Paula Routly, Angie Routly and Tim Ashe - COURTESY IMAGE
  • Courtesy Image
  • Paula Routly, Angie Routly and Tim Ashe

While Chelsea Edgar has been reporting this week's cover story about death and grieving during the coronavirus pandemic, my 93-year-old mother and I have been living it.

On April 16, three days after my 60th birthday, my mom, Angie, was scheduled to have a CT scan at the hospital. A staffer at the Converse Home brought her up to the University of Vermont Medical Center, where I met her at the front entrance.

We both were looking forward to spending some time together, even in a waiting room; we hadn't been face-to-face since early March, when Converse banned visitors to protect its residents from the coronavirus. A few weeks later, residents were confined to their rooms.

Masked and gloved, I wheeled my mom inside, where I was quickly disabused of my mother-daughter fantasy. Hospital protocols had changed overnight because of heightened concern about COVID-19. I could not go in with my mom, nor could I wait in the lobby while she had the test. She was scared and confused. When they took her away, I noticed she was hugging her purse.
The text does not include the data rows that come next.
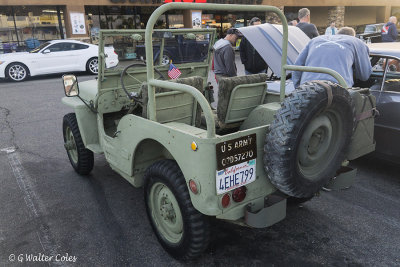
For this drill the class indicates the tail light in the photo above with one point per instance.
(239, 194)
(193, 187)
(226, 199)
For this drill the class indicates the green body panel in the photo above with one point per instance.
(173, 140)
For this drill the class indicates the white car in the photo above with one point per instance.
(55, 56)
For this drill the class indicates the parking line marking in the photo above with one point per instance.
(33, 202)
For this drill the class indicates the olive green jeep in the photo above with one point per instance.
(241, 162)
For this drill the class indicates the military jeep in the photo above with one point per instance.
(241, 162)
I spent the next hour peering in the windows, worrying she might never emerge.

Later that day, I got the news: My mom has late-stage ovarian cancer. She's too old and frail for treatment, so it's a terminal diagnosis. Would she have to spend her dying days on lockdown? I was fully prepared to bring her to my home when I got the word from Converse, where she has lived happily and safely for almost two and a half years: My mom could stay where she is, and my boyfriend and I would be allowed to visit, with precautions. The facility is making case-by-case exceptions for end-of-life care. Although the rule restricts others from seeing my mom, this arrangement is the best we could hope for in the middle of a pandemic.

I know the families of people dying in the hospital — of COVID-19 and other maladies — are being denied that closure.

For the past week, I've spent most of every day in my mom's apartment, lurching between the high-wire act of producing Seven Days during a time of crisis and tending to her needs: trying to get her to eat, monitoring her meds, helping her in the bathroom, facilitating phone calls with friends and finding words to tell her how much she means to me.

As painful as it is, I'm grateful for this opportunity to say a proper goodbye. In this strangest of times, so many people don't have even that.

Other things I'm grateful for: spring; my friends and neighbors; and Seven Days' incredible team of reporters, editors, designers, account executives and circulation drivers who are going above and beyond to help me, help each other, and report on and deliver the news.

Watching Super Reader contributions come in — at all times of day and night — keeps me going, too. They're reassurance that the community sees and appreciates our efforts.